Fake signups are no longer a fringe problem. Prelude, a Paris-based verification and trust infrastructure startup, just closed a $20M Series A to solve one of the most persistent pain points in digital onboarding: knowing whether the person, or agent, on the other end of your signup flow is actually real.
The round was led by 20VC, with participation from existing investors Singular, Seedcamp, Deel, and FDJ UNITED Ventures. This brings Prelude’s total funding to $27M since founding.
Growth That Backs the Vision:
Prelude grew revenue 6x and expanded its customer base 6x over the past year. Companies like BeReal, Sunday, Suno, and Voodoo already rely on it for user verification, specifically for the moments where users decide whether to stay.
That growth reflects a real shift in how product teams are thinking about onboarding fraud prevention. Teams aren’t just looking for an OTP vendor anymore. They’re replacing legacy providers, consolidating multiple tools, and treating fraud as a product problem, not an IT checkbox.
The Problem With Legacy Verification:
Running a clean onboarding flow today usually means stitching together a verification API, a fraud scoring vendor, an identity provider, and a device signals SDK. Each one has its own contract, its own blind spots, and its own integration overhead.
Prelude was built to replace that patchwork. Its Verify API handled phone verification with intelligent routing, carrier-level checks, and machine learning fraud detection. But the founding team, who built consumer apps before starting Prelude, knew a single check isn’t enough anymore.
Industry projections suggest bots will represent a greater share of online traffic than humans by 2027, with most of that traffic being AI agents acting on behalf of real users. A CAPTCHA won’t catch that. A phone OTP alone won’t either.
From Verify API to Full Trust Platform:
Alongside the funding announcement, Prelude is launching two new products that extend its platform well beyond phone verification.
Auth API gives product teams control over the user lifecycle after verification. Teams can track active sessions, revoke access instantly, and run continuous trust checks throughout a session, not just at signup. A user who passed verification at signup but starts showing bot behavior later gets flagged before it affects metrics or revenue.

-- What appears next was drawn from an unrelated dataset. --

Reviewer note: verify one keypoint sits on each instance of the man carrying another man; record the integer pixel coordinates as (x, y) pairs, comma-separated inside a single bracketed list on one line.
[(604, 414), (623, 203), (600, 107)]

Intel API brings carrier-grade intelligence directly into onboarding flows. Developers can query SIM status, number reputation, and connection quality in real time. This adds a trust signal that lives entirely at the network level, with no friction added to the user experience.
Prelude is also releasing a Watch API, a standalone anti-fraud product built from its experience fighting SMS pumping fraud. It turns that detection logic into a customizable fraud prevention model tailored to each business.
Together, these products cover the full arc of user onboarding: from the first device signal, through phone verification, all the way to session lifecycle management. One integration, one trust profile.
What the $20M Funds:
The capital goes into four areas: deeper telco partnerships with direct carrier routes in more markets, expanded Intel API coverage across Europe, continued machine learning model development for trust scoring, and new hires across engineering, telco partnerships, and customer success.
Paul Bonnet, General Partner at 20VC, pointed to a specific problem Prelude is solving that most verification providers ignore: “Most companies running phone verification get scammed by pump fraud, opaque pricing, and nonexistent customer support. Prelude’s customers are cutting verification costs by over 40%, converting more users, and actually getting a response when something breaks.”
The 40% cost reduction for customers is a concrete signal that this isn’t just infrastructure consolidation for its own sake. It’s replacing a category that has historically been opaque and expensive.
The Founders’ Perspective:
Co-founder Matias Berny put the core thesis plainly: “The phone number is becoming the strongest anchor we have, and with the Lookup API, it carries more trust than any password or one-time code ever did.”
Co-founder Quentin Le Bras framed the wider challenge: “No single signal can answer the question of whether this is a legitimate user anymore. The companies winning at onboarding will be the ones who treat trust as continuous infrastructure, not a one-time gate.”
Both quotes reflect a product philosophy that’s actually different from the typical verification vendor pitch: trust isn’t a step in the funnel, it’s a layer that runs underneath everything else.
A Platform Built for What’s Coming:
Prelude’s expansion from a phone verification API to a full user trust layer is a direct response to how onboarding is changing. AI agents completing signups on behalf of users, synthetic identities passing basic checks, and SMS pumping eating into verification budgets are all problems that single-point tools aren’t equipped to handle.
For founders and product teams building anything with a signup flow, Prelude is worth understanding as a category. The combination of behavioral anti-fraud, carrier intelligence, and session management in one platform replaces what used to require three or four vendors. If you’re evaluating your current phone verification API setup, this is a useful benchmark for what consolidated tooling looks like in 2026.